Hi codeforces, I was curious about how this platform worked, so I implemented my own version from scratch,It has all the essentials that an online judge has and I also added various functions such as collaborative coding and group voice chat with up to 10 users
The users can scrap problems from codeforces or they can just create their own problems
This is how it looks:
You can check it out here
and feel free to ask anything,It all was fueled by curiosity :)
Update: I recently pushed another version, it includes a complete refactor of the backend while improving on various things like handling concurrent submissions in the backend, and problem parsing has also became much faster with caching, do check it out! :)
Update 1: Im planning to add more features to the system, feel free to give any recommendations
So Cool!! One of the best projects I have ever seen!!
If you are using free tier on AWS for hosting your website then,keep in mind that Amazon won't notify you when you cross the freely usable limit on EC2 or other instances.
Once happened with me and I got a bill of $1000 (which is a lot of money in my country).
You have built a nice website btw. Very impressive.
They have not hosted it. It's on localhost
He has mentioned EC2 instance somewhere. I read it on his github page.

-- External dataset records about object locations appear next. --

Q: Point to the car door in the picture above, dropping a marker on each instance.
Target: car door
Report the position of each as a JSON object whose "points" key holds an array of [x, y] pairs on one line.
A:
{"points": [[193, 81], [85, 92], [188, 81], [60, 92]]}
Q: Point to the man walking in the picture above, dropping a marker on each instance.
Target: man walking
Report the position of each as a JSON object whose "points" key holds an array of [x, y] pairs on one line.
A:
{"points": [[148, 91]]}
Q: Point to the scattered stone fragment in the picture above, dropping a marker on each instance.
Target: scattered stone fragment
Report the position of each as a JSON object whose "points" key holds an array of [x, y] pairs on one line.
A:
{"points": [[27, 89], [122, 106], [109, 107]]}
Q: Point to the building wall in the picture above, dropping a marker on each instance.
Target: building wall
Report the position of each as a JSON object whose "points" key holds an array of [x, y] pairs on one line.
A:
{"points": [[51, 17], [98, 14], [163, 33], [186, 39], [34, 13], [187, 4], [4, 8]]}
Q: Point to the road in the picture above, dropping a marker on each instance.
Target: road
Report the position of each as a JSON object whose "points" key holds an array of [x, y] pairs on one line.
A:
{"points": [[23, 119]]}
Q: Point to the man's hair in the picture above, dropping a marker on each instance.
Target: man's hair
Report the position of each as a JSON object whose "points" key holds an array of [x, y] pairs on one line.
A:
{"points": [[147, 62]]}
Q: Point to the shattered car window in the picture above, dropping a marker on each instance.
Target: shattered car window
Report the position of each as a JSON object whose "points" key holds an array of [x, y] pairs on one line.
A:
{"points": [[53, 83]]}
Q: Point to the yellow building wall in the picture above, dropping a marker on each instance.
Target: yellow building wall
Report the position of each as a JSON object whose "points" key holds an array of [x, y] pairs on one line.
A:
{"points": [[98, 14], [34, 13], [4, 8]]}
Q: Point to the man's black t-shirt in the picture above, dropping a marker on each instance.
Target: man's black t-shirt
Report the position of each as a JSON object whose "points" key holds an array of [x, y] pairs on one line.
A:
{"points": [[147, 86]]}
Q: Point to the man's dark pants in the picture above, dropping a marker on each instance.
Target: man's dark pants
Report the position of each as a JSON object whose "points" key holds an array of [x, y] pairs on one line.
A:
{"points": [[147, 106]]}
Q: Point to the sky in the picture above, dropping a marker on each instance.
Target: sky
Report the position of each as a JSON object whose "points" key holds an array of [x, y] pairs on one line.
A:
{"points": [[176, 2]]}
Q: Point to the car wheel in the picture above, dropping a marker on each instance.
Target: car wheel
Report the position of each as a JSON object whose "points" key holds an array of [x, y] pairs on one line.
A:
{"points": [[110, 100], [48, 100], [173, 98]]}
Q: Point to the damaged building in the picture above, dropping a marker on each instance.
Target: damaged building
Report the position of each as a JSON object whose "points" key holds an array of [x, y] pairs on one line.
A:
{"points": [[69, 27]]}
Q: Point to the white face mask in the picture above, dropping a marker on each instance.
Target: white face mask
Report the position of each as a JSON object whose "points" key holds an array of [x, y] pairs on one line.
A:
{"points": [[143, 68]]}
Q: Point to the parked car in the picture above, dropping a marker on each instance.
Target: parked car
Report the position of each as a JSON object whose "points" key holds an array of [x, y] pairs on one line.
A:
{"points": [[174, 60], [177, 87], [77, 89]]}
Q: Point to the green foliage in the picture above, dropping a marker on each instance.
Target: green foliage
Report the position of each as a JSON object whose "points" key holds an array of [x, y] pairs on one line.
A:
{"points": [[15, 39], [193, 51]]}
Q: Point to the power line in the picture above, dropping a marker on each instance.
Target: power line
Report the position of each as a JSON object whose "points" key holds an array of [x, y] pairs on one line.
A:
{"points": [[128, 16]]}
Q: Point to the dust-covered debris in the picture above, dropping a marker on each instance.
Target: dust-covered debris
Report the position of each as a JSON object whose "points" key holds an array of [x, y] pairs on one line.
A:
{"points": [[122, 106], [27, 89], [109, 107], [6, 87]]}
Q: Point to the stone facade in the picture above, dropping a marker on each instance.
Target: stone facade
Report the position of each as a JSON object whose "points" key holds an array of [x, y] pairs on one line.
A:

bro is hosting it from his pc?
looks dumb
How do you get the full testcases data for the problem? For afaik, there is no convenient way (yet) to get them
I don't, the scraper only scrapes the data on the problem page, you can check out the scraper here , the main test cases need to be added manually.

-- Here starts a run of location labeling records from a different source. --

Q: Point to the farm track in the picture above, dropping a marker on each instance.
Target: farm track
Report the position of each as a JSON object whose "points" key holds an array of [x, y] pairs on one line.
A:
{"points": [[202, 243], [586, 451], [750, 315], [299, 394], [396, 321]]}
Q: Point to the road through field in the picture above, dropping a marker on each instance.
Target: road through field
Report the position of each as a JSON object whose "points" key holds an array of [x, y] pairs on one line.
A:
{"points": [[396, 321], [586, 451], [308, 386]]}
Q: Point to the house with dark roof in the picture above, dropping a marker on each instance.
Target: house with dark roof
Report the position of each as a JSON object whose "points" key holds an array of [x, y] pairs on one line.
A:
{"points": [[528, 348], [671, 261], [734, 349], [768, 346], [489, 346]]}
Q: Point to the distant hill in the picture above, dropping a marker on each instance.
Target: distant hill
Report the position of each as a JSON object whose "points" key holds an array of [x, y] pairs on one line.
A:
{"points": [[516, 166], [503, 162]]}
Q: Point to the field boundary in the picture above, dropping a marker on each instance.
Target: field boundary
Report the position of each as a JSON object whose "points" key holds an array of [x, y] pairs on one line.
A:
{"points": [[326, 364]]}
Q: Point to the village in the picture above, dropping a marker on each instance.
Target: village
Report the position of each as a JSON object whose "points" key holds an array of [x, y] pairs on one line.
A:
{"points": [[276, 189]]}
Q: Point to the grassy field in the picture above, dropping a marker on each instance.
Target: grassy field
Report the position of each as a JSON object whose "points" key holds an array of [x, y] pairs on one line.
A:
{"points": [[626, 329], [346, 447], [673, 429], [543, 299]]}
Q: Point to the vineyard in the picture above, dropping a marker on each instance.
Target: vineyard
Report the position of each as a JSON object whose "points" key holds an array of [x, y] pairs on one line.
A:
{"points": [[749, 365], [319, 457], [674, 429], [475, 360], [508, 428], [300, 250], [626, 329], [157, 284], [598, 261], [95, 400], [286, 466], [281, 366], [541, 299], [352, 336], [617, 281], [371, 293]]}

I'm planning to add main test cases parsing in future though (atleast the ones which are accessible)
you can also write a generator which generates some testcases
you can get the answer of those testcases by verifying with anyones submission on cf using scraping ig
I had a similar idea but was daunted by the effort to reward ratio for implementing that.
well in the future if you decide in making problems, u will need a generator right to make the testcases. Of course it isnt possible to manually entire upto 1e5 numbers
and making a generator is only 1 days hard work, then u can just adjust the constraints, press on run and then sit back and relax. all testcases are made automatically
There seems to be too many corner cases, would you like to contribute to it ?

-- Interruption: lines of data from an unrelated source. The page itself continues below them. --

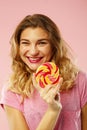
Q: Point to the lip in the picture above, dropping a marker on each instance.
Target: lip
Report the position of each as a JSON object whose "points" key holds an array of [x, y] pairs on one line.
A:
{"points": [[34, 59]]}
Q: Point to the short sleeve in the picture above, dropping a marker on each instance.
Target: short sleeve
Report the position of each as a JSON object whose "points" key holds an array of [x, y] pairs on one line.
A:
{"points": [[83, 88], [11, 99]]}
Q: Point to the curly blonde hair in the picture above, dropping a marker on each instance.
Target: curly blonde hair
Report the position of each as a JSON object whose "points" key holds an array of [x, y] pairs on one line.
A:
{"points": [[20, 80]]}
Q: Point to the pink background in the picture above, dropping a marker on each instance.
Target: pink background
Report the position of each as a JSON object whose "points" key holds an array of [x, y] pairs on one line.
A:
{"points": [[69, 15]]}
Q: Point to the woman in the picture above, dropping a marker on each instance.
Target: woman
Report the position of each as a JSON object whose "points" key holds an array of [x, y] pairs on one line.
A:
{"points": [[35, 41]]}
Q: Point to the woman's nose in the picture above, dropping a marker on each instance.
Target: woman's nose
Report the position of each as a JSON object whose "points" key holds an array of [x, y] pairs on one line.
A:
{"points": [[33, 50]]}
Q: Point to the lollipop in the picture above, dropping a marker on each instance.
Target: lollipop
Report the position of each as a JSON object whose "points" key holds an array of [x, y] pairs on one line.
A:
{"points": [[47, 73]]}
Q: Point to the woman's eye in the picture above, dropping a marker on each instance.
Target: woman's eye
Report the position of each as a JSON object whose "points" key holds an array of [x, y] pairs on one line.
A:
{"points": [[25, 43], [42, 43]]}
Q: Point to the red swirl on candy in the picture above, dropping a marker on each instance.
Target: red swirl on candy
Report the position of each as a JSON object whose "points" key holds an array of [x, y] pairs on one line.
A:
{"points": [[47, 73]]}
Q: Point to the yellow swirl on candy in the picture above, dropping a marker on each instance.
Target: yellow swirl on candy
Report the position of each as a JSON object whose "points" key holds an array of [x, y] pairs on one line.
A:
{"points": [[47, 73]]}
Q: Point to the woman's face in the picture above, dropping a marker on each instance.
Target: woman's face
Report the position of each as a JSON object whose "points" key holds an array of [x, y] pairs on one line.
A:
{"points": [[35, 47]]}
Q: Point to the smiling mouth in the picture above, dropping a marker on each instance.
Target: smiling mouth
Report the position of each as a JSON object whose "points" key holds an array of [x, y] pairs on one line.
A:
{"points": [[34, 60]]}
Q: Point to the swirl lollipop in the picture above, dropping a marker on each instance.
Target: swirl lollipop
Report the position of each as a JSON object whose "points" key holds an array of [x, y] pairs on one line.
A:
{"points": [[47, 73]]}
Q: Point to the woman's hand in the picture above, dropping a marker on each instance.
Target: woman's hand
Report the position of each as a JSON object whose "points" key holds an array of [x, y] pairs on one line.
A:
{"points": [[50, 94]]}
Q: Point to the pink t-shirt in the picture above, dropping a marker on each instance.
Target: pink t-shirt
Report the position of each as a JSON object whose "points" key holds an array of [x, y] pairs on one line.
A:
{"points": [[34, 108]]}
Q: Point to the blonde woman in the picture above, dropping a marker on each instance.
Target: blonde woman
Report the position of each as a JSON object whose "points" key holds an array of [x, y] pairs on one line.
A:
{"points": [[35, 41]]}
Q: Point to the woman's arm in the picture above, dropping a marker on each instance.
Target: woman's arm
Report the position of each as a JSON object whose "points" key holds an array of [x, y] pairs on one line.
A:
{"points": [[15, 118], [49, 120], [84, 117]]}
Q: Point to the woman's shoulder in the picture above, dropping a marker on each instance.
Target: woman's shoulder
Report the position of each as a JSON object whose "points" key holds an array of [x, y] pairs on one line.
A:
{"points": [[10, 98]]}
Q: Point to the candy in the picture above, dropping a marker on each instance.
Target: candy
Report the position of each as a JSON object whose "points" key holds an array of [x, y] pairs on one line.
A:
{"points": [[47, 73]]}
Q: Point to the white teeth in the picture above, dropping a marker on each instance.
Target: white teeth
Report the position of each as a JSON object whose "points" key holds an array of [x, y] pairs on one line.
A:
{"points": [[34, 58]]}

What if someone submits a malicious code to corrupt the backend?
Apologies for the late reply,was caught up in something, every compilation request triggers the creation of a docker container which runs alpine linux (which also happens to be one of the most lightweight distro out there with the docker container requiring no more than 8 MB), other than that each container has nothing but the compiler and the code to be executed in it , it compiles, sends out the output and get's destroyed, it all happens in a period of like 2 seconds, so even if someone sends in some code which intends to modify the backend files, they can't, because the container does not have access to it.
Even if they try to do the cpp equivalent of "sudo rm -rf /*", it won't matter, because each container is created fresh on demand and has nothing to with last thing it compiled, You should read more about docker
tldr: The container are a isolated runtime environment which only has access to the request code, they can't even access the internet, one can cause any mayhem they want in there, it won't matter.
While Docker containers are definitely far more secure than they used to be a few years ago, I still wouldn't consider it a replacement for a proper sandbox when executing untrusted code.
Upon more research, it seems that kernel level exploits might still be an issue as it's shared with the main backend, at the same time my risk profile isn't as high, I think that keeping the systems updated should protect against most well known vulnerabilities, the kernel exploits seem more like a black swan scenario.
I'll still consider adding complete virtualization though at some point in the future.
Can you provide more resources to learn about docker
You can check this out
we can identify those words and not run the code in the first place maybe
This won't be reliable as languages keep changing and there might come some new ways to do something in future versions of a language, so doing this would just be like putting bandaids to fix a water leak
how do you handle security aspects
hey, you can check my above reply to the comment if you're wondering about malicious code injection attacks, here are some other things:
As the architecture in the readme,each compilation requeset to the backend has has a rate limiter attached, each IP address is limited to 100 submissions per 15 minutes,and like I said in the previous reply, the submission codes never touch the actual backend, but a docker container.
And each submission has a time limit for 2 seconds, if it doesn't end its execution within that time, the container terminate and a TLE status is sent, so that it doesn't keep running indefinitely.
Basically I'm running this script inside the docker container to evaluate submissions.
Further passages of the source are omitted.